The seven men whose habeas-corpus petitions for release were denied include a one-legged Yemeni fighter captured in 2001, a Taliban cook, and an Algerian who allegedly helped jihadists reach Afghanistan.

``I think the number of difficult questions presented by the Guantánamo cases is unprecedented in our court,'' Chief Judge Royce Lamberth told The Miami Herald. ``In our court, mostly settled law applies. It makes it interesting. But it really is time-consuming because of the need to proceed carefully'' and decide ``precedents for future wars as well as this war.''

Lamberth said he and his 13 fellow judges are engaged in a balancing act: Developing definitions and procedures to judge which detentions are lawful while trying to quickly hear the cases of detainees who were denied civilian-court review for seven years until the Supreme Court ruling.

Pro bono defense lawyer David Remes, once a corporate attorney who worked on tobacco, oil and IBM cases, calls Guantánamo case work routine ``nuts-and-bolts litigation'' that requires interviewing clients, combing through paperwork and filing and arguing motions -- a characterization government attorneys dispute.

`EXTRAORDINARY'

Justice Department spokesman Dean Boyd said its Civil Division has assigned 50 lawyers to defend the Defense Department detentions.

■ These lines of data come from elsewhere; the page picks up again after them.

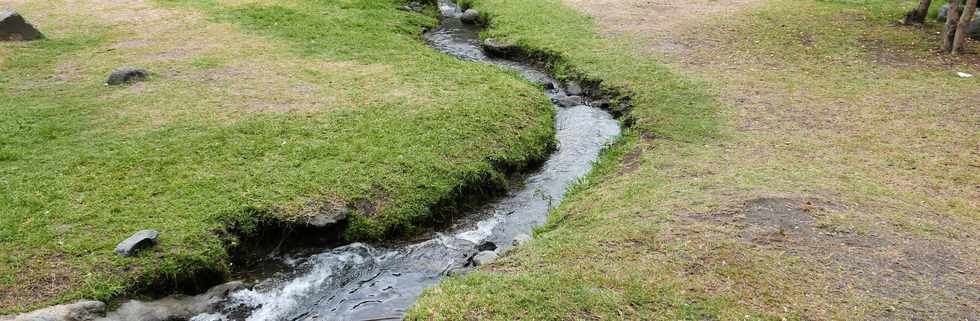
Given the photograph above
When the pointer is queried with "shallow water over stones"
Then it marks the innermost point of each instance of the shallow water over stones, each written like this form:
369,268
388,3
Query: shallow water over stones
366,282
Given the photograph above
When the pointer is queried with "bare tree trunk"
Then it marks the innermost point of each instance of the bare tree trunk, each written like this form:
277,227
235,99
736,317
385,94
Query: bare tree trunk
918,15
952,19
959,40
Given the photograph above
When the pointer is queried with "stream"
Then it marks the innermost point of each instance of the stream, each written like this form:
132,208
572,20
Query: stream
373,282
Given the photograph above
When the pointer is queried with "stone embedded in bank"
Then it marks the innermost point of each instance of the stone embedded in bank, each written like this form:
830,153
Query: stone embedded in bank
521,239
569,101
78,311
140,240
470,16
13,27
484,257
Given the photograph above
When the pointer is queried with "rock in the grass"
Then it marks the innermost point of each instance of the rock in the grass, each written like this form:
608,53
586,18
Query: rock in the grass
470,16
13,27
943,11
79,311
413,6
177,307
127,75
141,240
521,239
573,88
569,101
484,257
973,30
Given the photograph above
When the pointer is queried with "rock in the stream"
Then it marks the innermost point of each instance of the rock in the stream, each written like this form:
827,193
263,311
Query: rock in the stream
486,246
78,311
127,75
140,240
573,88
470,16
484,257
13,27
176,307
521,239
569,101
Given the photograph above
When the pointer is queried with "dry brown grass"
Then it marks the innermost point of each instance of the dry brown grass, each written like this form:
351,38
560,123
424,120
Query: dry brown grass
870,131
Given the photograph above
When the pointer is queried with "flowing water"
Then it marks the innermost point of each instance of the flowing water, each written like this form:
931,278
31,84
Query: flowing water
366,282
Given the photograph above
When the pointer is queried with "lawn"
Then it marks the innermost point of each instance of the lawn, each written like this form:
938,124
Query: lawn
255,111
789,160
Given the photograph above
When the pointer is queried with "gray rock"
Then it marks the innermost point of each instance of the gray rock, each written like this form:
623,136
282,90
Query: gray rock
413,6
177,307
127,75
573,88
973,30
327,218
13,27
944,11
470,16
569,101
521,239
139,240
484,257
486,246
79,311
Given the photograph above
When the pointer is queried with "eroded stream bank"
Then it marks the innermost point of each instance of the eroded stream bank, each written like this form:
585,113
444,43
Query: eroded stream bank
374,282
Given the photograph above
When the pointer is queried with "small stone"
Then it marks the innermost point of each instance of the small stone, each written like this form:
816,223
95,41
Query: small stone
139,240
569,101
470,16
413,6
13,27
486,246
521,239
484,257
127,75
78,311
573,88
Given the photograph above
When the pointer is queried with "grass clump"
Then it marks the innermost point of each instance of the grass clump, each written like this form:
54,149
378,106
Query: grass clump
255,111
831,117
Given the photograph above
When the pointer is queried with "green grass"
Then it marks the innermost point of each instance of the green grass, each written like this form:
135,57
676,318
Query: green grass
856,116
393,124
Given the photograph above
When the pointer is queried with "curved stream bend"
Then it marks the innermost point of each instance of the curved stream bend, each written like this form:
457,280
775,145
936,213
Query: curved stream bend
365,282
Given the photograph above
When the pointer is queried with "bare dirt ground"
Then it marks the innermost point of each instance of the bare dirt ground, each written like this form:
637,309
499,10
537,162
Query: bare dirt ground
846,155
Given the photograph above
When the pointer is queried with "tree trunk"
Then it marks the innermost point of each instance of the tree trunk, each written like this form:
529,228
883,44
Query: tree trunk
918,15
959,40
952,19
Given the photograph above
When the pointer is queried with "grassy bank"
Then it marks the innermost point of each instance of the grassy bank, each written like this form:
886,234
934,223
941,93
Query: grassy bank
836,184
254,110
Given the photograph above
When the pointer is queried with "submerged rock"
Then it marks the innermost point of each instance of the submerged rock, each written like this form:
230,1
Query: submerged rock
521,239
78,311
177,307
569,101
13,27
470,16
127,75
139,240
484,257
486,246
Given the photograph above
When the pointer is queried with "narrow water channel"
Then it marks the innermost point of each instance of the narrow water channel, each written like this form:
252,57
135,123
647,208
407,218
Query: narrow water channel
367,282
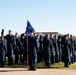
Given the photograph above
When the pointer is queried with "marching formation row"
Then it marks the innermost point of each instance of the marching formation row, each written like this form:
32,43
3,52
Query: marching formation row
48,48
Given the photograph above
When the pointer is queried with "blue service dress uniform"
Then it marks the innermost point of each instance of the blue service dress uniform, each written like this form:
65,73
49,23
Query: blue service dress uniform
2,53
32,52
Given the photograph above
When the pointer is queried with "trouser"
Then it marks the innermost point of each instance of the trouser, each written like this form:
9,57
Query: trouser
10,60
66,64
47,61
16,58
57,57
32,63
2,64
52,58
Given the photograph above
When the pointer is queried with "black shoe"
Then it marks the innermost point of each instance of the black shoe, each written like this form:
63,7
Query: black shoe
66,66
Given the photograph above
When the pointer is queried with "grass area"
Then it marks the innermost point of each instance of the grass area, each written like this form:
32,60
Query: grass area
42,66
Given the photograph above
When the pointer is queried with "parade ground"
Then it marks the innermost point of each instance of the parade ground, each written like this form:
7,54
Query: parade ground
24,71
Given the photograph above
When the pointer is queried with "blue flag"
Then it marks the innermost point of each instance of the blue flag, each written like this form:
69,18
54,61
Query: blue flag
29,27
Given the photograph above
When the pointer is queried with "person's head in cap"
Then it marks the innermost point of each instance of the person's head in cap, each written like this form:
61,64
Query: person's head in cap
66,37
10,32
31,33
16,35
2,37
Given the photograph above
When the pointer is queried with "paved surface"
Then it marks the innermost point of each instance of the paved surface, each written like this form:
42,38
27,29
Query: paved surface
23,71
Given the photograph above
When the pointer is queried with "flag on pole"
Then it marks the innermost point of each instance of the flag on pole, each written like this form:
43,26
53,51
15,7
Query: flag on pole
29,27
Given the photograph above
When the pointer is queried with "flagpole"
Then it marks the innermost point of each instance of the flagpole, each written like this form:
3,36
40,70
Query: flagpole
27,50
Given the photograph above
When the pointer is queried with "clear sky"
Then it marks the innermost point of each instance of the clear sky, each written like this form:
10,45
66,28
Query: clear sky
44,15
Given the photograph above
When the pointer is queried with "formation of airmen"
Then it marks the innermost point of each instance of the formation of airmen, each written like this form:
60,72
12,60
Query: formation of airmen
49,49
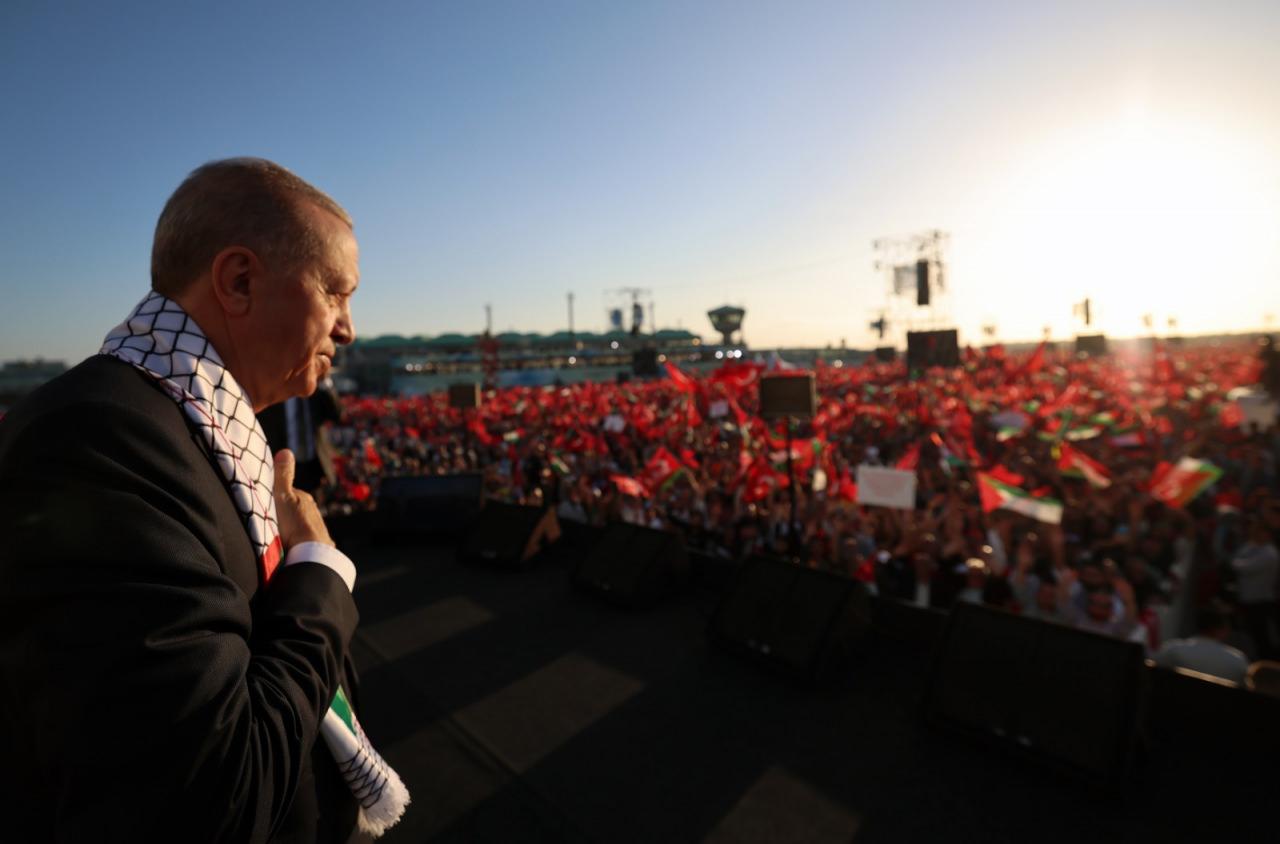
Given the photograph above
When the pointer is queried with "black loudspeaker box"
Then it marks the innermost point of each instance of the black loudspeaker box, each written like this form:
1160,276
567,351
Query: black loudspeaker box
932,348
1091,345
634,566
426,505
464,396
803,621
1063,696
508,534
922,283
787,396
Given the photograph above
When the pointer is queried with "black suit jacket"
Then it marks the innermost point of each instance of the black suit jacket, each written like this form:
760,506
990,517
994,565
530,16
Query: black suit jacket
150,687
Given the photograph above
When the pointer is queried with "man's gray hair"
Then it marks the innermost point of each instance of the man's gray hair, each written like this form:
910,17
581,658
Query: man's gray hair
250,202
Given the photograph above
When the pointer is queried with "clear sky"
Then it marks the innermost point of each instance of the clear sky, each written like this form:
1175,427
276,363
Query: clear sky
734,151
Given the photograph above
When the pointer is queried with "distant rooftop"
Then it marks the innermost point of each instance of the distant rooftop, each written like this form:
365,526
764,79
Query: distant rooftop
516,338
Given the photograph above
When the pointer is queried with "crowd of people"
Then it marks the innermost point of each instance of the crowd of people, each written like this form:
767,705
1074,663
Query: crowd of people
1185,571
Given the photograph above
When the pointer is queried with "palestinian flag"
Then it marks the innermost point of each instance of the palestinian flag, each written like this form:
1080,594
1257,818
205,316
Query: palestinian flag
1176,486
997,495
629,486
1080,465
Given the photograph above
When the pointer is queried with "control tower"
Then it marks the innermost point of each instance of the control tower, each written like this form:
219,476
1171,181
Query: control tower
727,319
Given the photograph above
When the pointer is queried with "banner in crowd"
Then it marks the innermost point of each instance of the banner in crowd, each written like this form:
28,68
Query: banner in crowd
886,487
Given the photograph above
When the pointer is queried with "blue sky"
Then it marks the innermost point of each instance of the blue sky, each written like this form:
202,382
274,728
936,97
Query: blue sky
741,153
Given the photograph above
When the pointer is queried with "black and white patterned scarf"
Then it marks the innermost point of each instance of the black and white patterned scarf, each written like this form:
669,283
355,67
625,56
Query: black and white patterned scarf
163,341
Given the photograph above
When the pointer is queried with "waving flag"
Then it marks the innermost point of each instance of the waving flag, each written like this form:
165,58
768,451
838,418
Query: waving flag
1176,486
629,486
1075,462
663,469
997,495
681,382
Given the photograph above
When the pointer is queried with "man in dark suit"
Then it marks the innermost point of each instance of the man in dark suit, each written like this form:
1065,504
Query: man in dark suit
297,424
174,620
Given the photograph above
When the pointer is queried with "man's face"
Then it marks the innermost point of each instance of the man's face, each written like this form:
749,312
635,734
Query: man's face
302,315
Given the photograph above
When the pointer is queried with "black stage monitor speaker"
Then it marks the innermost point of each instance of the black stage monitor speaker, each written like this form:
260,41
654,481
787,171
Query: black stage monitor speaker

``The Justice Department's habeas team has been producing and continues to produce an extraordinary volume of information to attorneys for Guantánamo Bay detainees in complying with discovery requests,'' Boyd said. ``As part of this process, the Defense Department and the intelligence community have processed thousands of individual documents containing tens of thousands of pages for declassification in connection with the cases.''

Before they ever hear cases, the judges are ordering the government to turn over intelligence, deciding how much hearsay to allow then sorting out the truth between the Pentagon's argument for continued detention and the detainee's case for release.